US lawmakers from both parties say they've seen no proof to support the claim by Republican President Donald Trump that his predecessor Barack Obama had wiretapped him last year - adding pressure on Trump to explain or back off his repeated assertion.
Several Republicans last week urged Mr Trump to apologise for the allegations he made in a series of tweets on March 4.
The maelstrom also caused tension with key US allies and threatens to distract Republicans from campaign promises on health care and taxes.
"I don't know the basis for President Trump's assertion," US Senator Susan Collins, a Republican, said on NBC's Meet the Press on Sunday.
"I do believe he owes us that explanation."
Ms Collins said she supported Mr Trump as president, but she wouldn't side with him if he "misstated what the facts are".
FBI director James Comey is expected to be asked about Mr Trump's claims when he testifies at a rare public hearing on Monday about alleged Russian meddling in the 2016 presidential election.
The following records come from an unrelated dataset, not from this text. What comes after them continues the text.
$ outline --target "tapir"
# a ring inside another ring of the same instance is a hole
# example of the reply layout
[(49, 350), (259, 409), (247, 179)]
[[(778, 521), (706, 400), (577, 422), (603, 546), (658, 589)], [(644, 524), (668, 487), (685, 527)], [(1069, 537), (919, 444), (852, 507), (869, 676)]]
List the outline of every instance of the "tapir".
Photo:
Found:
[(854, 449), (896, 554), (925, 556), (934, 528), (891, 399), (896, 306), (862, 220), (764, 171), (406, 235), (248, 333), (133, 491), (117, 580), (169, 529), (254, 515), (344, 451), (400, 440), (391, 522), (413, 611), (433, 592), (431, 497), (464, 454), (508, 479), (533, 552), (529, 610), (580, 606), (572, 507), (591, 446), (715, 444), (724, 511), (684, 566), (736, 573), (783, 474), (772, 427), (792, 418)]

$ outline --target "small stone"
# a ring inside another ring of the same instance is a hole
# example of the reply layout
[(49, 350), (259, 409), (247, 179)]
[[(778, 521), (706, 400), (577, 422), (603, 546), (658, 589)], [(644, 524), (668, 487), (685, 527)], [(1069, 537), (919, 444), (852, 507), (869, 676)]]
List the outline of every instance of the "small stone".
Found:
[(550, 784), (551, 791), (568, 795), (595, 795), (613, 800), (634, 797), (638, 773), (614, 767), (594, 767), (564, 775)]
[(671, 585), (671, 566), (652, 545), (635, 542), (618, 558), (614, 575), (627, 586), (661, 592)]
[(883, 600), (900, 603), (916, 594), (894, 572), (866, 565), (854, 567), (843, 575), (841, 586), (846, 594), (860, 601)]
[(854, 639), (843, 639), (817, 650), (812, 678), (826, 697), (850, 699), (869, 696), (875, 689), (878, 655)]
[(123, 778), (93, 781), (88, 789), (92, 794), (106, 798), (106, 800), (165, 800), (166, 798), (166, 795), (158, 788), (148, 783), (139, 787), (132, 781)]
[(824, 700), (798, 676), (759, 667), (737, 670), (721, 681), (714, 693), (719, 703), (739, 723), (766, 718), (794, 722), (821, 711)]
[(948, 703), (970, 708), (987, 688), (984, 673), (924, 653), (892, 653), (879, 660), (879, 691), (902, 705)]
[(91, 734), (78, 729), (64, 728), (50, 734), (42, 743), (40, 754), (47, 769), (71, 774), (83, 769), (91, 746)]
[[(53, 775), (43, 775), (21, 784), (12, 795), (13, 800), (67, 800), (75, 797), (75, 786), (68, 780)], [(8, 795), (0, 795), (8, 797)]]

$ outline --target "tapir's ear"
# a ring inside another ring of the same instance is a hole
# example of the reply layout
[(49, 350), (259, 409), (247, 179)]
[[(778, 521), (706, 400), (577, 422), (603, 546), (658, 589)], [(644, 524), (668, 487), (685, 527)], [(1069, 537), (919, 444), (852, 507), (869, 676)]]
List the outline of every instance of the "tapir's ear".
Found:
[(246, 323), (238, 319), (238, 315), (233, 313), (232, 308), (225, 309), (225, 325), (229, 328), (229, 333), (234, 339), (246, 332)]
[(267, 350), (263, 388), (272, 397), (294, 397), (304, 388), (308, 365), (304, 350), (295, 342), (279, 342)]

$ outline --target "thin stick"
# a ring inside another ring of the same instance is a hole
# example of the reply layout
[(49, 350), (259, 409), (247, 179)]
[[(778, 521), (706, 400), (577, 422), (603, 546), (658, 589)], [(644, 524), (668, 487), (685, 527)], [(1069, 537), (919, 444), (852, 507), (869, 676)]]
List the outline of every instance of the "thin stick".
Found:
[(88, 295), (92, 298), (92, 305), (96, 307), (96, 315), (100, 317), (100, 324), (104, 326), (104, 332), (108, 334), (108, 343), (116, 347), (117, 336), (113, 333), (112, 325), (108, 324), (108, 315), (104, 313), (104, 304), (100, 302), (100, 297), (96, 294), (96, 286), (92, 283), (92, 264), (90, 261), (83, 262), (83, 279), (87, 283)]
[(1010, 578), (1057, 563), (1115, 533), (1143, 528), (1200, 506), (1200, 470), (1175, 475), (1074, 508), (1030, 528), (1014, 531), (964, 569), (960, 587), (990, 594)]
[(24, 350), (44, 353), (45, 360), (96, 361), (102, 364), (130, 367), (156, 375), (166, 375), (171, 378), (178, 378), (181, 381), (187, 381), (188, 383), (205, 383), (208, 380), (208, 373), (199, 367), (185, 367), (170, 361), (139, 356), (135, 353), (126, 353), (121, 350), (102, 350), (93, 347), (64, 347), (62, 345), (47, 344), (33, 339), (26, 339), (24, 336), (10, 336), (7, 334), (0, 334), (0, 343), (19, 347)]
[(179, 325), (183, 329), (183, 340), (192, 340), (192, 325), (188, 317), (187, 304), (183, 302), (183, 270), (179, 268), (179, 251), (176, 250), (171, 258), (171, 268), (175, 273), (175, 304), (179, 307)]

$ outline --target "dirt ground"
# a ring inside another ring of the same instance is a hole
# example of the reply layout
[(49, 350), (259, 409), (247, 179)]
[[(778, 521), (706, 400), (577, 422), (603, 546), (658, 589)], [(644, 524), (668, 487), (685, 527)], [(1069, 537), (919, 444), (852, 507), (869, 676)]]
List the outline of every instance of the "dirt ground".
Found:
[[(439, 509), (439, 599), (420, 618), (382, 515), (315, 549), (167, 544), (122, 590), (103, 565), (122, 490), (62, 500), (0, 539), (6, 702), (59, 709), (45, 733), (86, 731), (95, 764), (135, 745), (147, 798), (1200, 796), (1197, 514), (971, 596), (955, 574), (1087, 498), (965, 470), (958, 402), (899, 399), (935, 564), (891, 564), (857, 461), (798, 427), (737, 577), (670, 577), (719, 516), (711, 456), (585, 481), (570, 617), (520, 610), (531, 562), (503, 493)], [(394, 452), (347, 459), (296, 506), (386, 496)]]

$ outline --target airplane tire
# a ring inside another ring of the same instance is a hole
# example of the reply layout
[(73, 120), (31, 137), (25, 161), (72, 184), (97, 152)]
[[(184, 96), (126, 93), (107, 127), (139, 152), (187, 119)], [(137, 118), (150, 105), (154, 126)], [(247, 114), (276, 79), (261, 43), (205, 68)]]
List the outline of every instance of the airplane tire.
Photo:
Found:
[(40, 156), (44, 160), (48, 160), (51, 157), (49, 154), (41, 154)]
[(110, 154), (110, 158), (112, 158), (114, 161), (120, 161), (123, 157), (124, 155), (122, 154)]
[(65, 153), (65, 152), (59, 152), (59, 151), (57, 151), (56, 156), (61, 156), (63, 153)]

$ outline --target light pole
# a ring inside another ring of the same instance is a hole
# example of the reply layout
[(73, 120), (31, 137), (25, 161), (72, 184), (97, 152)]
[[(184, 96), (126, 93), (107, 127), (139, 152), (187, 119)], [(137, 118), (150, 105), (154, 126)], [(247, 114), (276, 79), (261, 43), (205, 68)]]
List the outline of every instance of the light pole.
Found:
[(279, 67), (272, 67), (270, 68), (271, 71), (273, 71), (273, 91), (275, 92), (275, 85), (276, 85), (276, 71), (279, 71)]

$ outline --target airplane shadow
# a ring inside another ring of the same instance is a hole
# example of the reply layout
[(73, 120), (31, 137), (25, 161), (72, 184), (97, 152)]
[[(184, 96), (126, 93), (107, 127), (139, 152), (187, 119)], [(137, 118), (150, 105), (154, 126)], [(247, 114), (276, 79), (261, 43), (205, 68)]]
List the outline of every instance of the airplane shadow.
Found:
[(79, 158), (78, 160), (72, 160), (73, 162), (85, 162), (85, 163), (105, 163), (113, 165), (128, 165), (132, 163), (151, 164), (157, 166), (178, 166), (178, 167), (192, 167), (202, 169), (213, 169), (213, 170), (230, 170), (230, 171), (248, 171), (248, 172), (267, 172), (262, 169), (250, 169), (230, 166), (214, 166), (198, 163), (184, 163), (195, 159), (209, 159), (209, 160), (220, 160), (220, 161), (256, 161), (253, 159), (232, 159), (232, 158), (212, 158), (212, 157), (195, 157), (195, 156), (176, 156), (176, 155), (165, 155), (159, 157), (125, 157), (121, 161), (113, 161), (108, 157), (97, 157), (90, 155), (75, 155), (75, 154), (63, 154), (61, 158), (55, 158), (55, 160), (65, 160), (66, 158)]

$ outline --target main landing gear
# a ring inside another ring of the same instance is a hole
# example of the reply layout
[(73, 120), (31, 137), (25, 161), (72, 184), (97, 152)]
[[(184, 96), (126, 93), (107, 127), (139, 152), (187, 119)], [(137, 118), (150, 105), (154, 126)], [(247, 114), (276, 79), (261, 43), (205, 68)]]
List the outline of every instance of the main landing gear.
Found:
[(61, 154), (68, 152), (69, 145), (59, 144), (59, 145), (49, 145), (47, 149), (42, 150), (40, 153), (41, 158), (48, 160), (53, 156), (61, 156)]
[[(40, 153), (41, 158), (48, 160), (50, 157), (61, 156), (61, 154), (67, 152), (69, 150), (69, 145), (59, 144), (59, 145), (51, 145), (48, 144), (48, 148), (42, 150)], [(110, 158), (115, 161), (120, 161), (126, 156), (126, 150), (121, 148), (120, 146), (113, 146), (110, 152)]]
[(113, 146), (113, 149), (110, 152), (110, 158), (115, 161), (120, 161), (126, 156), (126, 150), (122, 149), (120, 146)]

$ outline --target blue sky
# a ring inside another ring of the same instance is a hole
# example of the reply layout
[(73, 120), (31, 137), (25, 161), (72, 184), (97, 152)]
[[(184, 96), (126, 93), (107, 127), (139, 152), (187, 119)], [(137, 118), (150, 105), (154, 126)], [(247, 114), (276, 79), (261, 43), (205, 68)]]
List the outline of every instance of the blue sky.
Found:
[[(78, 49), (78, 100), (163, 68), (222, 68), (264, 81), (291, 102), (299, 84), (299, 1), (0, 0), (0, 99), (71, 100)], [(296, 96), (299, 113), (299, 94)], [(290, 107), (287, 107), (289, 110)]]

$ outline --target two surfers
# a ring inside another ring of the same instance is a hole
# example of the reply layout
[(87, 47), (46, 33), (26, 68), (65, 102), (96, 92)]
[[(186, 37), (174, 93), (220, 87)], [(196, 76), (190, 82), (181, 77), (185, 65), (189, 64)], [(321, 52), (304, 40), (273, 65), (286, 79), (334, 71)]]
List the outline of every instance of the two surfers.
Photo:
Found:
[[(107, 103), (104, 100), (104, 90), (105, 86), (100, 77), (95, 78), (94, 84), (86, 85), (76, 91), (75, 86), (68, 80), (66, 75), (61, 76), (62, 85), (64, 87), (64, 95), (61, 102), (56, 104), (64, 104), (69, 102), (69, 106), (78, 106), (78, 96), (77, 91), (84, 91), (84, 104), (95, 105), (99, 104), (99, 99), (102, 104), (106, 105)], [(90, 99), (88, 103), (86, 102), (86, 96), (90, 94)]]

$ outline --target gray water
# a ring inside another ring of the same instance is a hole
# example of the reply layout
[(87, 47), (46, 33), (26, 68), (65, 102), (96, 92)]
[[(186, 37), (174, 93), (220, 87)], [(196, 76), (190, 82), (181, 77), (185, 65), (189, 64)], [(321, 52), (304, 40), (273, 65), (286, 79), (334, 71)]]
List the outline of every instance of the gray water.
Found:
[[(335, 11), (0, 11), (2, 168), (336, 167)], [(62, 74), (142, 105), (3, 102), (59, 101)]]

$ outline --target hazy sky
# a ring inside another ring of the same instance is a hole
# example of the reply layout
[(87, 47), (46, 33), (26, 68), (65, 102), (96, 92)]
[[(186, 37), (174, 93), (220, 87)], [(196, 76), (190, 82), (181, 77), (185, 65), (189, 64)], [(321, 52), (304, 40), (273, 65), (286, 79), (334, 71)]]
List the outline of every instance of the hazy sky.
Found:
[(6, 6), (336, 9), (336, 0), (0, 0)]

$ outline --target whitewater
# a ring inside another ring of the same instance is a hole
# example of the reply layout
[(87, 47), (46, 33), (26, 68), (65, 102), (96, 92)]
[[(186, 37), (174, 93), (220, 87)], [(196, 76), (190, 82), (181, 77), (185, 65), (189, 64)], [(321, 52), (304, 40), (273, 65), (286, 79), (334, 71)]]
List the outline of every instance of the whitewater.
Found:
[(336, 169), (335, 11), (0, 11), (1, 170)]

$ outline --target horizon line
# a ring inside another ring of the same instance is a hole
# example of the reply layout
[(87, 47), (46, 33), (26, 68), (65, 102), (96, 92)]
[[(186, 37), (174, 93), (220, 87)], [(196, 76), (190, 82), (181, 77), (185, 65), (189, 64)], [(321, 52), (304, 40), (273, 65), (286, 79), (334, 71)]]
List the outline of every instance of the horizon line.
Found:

Russia has denied the assertion.
Representative Adam Schiff, the top Democrat on the House Intelligence Committee holding the hearing, called Mr Trump's claims "patently false" and said he expected Mr Comey to say as much on Monday.
The White House and Trump allies have sought to focus attention away from the controversies by calling for investigations of leaks to the news media.
Representative Devin Nunes, who leads the House intelligence panel, said leaks to reporters about former Trump national security adviser Michael Flynn were criminal and that his panel was probing whether other names were leaked.
Mr Nunes, despite being a Trump ally who served on the president-elect's transition team, has not taken Mr Trump's side on the wiretapping claim. On Fox, he said he did not believe it occurred.
Still, the White House has not backed down. The administration was forced to reassure key ally Britain after White House press secretary Sean Spicer repeated a Fox News analyst's claim that a British intelligence agency helped Mr Obama wiretap Mr Trump. The British government strongly denied it.
Senior Republican Representative Tom Cole told reporters on Friday that Mr Trump owed Obama an apology. Representatives Charlie Dent and Will Hurd, also Republicans, made similar comments.